Integracja między modalnościami zostanie przeprowadzona przy użyciu ustalonych ram obliczeniowych w celu wygenerowania ujednoliconych adnotacji stanów komórek i wyników aktywności szlaków. Analizy porównawcze między lokalizacjami anatomicznymi będą kluczową oceną. Zachowane versus specyficzne dla lokalizacji stany komórkowe, składy immunologiczne oraz szlaki sygnalizacyjne zostaną systematycznie ocenione w celu identyfikacji wspólnych mechanizmów choroby oraz cech zależnych od kontekstu. Związki ze zmiennymi klinicznymi (np. miejsce pochodzenia, wcześniejsze leczenie, stadium choroby) zostaną zbadane w sposób eksploracyjny, generujący hipotezy.

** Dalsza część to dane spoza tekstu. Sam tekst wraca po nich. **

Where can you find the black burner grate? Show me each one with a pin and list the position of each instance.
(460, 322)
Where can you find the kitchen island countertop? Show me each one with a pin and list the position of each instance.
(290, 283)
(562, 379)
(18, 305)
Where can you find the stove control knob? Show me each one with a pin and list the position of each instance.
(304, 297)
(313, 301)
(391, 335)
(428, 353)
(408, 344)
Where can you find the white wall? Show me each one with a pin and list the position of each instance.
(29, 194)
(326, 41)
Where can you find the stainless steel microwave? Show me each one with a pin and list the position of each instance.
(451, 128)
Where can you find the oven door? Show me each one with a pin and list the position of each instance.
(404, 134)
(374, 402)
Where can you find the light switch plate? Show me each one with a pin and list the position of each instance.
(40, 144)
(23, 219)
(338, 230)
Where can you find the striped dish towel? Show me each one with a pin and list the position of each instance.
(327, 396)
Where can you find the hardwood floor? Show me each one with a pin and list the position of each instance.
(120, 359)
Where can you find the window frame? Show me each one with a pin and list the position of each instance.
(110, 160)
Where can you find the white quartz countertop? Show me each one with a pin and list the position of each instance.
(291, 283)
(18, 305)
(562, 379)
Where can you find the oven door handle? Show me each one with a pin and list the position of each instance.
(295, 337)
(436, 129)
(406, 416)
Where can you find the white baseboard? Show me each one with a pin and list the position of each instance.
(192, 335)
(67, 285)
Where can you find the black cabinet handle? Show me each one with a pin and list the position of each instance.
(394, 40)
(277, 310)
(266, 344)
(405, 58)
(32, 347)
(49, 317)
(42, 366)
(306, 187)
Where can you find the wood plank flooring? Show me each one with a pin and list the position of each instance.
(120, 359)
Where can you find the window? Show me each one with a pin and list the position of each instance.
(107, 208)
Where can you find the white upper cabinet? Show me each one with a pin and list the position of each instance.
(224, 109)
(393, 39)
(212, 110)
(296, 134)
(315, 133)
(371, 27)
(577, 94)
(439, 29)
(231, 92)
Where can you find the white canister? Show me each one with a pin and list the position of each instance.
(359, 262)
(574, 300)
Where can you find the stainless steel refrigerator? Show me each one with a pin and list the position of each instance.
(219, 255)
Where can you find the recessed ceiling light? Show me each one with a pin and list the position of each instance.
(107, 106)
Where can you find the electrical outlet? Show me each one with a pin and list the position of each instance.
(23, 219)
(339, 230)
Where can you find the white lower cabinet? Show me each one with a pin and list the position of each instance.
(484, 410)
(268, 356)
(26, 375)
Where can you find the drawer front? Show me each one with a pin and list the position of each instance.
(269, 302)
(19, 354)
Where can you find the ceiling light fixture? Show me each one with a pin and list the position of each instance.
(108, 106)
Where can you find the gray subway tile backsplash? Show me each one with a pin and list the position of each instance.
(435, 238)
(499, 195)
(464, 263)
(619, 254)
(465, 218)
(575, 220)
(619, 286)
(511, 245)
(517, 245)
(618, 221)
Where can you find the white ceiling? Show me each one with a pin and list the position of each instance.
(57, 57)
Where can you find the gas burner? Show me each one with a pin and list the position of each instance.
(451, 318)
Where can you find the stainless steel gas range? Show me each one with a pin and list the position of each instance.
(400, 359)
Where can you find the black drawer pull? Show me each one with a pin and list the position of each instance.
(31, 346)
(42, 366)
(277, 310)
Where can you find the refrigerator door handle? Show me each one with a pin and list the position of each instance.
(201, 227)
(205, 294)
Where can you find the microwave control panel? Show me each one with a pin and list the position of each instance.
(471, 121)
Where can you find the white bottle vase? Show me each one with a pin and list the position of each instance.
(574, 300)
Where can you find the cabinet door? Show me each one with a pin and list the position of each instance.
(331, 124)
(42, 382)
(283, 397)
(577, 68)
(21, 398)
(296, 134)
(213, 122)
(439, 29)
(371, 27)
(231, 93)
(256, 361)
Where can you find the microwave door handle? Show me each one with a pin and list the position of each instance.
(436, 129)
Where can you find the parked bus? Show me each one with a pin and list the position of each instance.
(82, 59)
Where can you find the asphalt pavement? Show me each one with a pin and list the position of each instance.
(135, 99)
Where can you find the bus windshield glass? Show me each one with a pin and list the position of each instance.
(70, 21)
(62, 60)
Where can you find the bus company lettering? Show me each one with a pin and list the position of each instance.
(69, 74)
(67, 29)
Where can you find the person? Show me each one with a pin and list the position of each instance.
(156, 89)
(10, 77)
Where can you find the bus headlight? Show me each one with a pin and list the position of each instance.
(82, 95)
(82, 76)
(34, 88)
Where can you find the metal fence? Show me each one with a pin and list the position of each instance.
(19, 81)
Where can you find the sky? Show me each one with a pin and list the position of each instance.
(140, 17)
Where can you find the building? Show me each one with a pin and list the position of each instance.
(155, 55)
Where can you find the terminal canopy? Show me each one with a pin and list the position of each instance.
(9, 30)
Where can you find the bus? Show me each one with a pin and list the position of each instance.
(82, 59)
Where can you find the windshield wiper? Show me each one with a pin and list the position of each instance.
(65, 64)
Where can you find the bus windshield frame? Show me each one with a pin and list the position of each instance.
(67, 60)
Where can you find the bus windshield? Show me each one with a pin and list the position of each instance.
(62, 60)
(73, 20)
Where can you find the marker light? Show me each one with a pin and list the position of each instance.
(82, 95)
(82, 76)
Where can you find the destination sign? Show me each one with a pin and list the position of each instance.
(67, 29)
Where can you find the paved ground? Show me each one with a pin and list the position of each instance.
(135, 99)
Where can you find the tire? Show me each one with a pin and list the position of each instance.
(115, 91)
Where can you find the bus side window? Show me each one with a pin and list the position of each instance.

Wszystkie analizy będą zgodne z reprodukowalnymi przepływami pracy obliczeniowej z rygorystyczną kontrolą jakości, odpowiednią korektą czynników zakłócających technicznych oraz przejrzystym raportowaniem ograniczeń. Powstałe zbiory danych i wyniki analiz dostarczą zintegrowane molekularne i przestrzenne ramy referencyjne dla chłoniaka MALT, wspierając odkrywanie biomarkerów oraz przyszłe badania translacyjne.